Jetzt stellte auch Schubert einmal um. Er brachte Hermann auf den rechten Flügel, verschob Traoré auf den linken Flügel und ließ Hahn und Raffael im Zentrum. Insgesamt spielte Gladbach jetzt in einer 3-2-1-2-2. Christensen schob vor auf die Doppel-6 und traf prompt.
Insgesamt ergab sich zwar jetzt ein Chancenloses Mittelfeldgeplänkel. Das ist ein gutes Zeichen, scheinen die Anpassungen doch zu fruchten. Doch das war Breitenreiter nicht geheuer. Außerdem war Meyer am Ende und kurz nach der Einwechslung Hermanns auf der anderen Seite wurde er durch Younès Belhanda ersetzt.
5-4-1
Die Umstellung Gladbachs gepaart mit dem Ausgleichstreffer und die Tatsache, dass die Fohlen die Partie über die komplette Spielzeit eigentlich ganz gut im Griff hatten, machte Breitenreiter wohl Sorgen. Mitten in die Zeit in der er wieder umbaute fiel der erneute Führungstreffer.

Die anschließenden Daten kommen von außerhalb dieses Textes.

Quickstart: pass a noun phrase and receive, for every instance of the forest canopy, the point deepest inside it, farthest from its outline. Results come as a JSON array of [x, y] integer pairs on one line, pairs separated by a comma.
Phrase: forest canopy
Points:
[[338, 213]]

Jetzt kam Friedrich und erweiterte die 4er zur 5er Kette. Goretzka blieb fest davor. Gleichzeitig wurde auch Belhanda weiter zurückgeholt. Schalke versuchte im 5-4-1 den Sieg festzuhalten. Und das klappte… mit Hängen und Würgen, aber immerhin.
Fazit
Schalke ließ alles das wieder vermissen, womit gegen Hamburg und in Köln so begeistert wurde. Dynamik und Tempo. Gleichzeitig war die Defensive aber sehr löchrig, so dass wieder einmal Übertorhüter Fährmann Punkte für Schalke sicherte.

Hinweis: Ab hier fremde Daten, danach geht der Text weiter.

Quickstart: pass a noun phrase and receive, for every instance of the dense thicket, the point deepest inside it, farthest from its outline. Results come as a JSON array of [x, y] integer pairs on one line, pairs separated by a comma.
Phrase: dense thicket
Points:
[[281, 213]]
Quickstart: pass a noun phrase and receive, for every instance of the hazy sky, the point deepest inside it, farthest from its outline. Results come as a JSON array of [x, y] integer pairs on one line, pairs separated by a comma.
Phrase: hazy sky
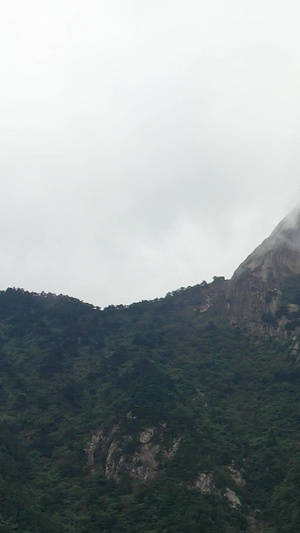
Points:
[[145, 144]]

Breitenreiter erkannte die Probleme allerdings früh und versuchte von außen Abhilfe zu schaffen, indem er taktisch umstellte. Mehrfach. Und nicht nur kleine Anpassungen, er ließ 4 komplett unterschiedliche Systeme spielen. Das habe ich auf Schalke so noch nie gesehen. Eine derartige taktische Flexibilität ist großartig. Denn so hat Breitenreiter es geschafft den Druck von Gladbach sukzessive zu vermindern.
Trotzdem konnte sich Schalke nie wirklich vom Druck der Gladbacher befreien. Und gleichzeitig schaffte es Schalke nie wirklich Druck auf die Gladbacher aufzubauen. Was fehlte war Dynamik. Pressing und Gegenpressing müssen sich verbessern. Die Angriffe müssen schneller und zielstrebiger laufen. Dann muss Breitenreiter während der Partie auch nicht mehr so viel umstellen. Aber es ist gut zu wissen, dass er es kann.

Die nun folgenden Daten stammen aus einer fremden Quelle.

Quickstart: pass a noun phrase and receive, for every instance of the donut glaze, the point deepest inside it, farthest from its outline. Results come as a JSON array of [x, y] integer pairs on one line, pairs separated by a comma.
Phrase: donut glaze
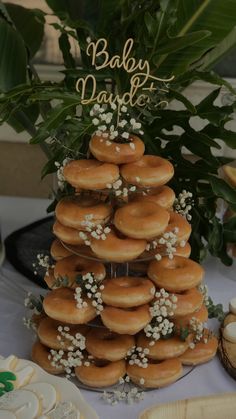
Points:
[[104, 344], [149, 171], [127, 291], [115, 152], [90, 174], [60, 304], [72, 211], [177, 274], [141, 220], [126, 321], [101, 374], [156, 374]]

Wieder mal eine starke Analyse! Ich stelle mir wie jedes Mal wieder die Frage, warum die Mannschaft so unterschiedlich spielt. Mal sieht man erste gute Ansätze von Pressing und Gegenpressing und auch jede Menge Dynamik. Und im nächsten Spiel dann plötzlich wieder so gut wie gar nix mehr davon.
Das die Mannschaft abwartend spielt, kann ja Breitenreiter genau so angesagt haben. Sehr wahrscheinlich sogar. Allerdings verstehe ich dann nicht, warum dann direkt wieder alles was einigermaßen gut lief bzw. Hoffnung machte, wieder über den Haufen geworfen wird. Das man gegen BMG nicht mit so offenem Visier wie gegen Köln spielt, kann ich ja sogar nachvollziehen. Aber so wenig Dynamik?!
Aber es ist dennoch schön zu sehen, dass auch AB In-Game-Coaching beherrscht. Und das sogar nicht nur als Aktionismus, sondern zielgerichtet und auch noch mit dem gewünschten Erfolg. Auch wenn dieser mehr als glücklich war und zum großen Teil Ralf Fährmann zu verdanken ist. Aber egal, who cares? 3 Punkte sind 3 Punkte! 🙂
Ich muss fragen , hat Karsten der Spielbericht hergestellt oder jemand anders ?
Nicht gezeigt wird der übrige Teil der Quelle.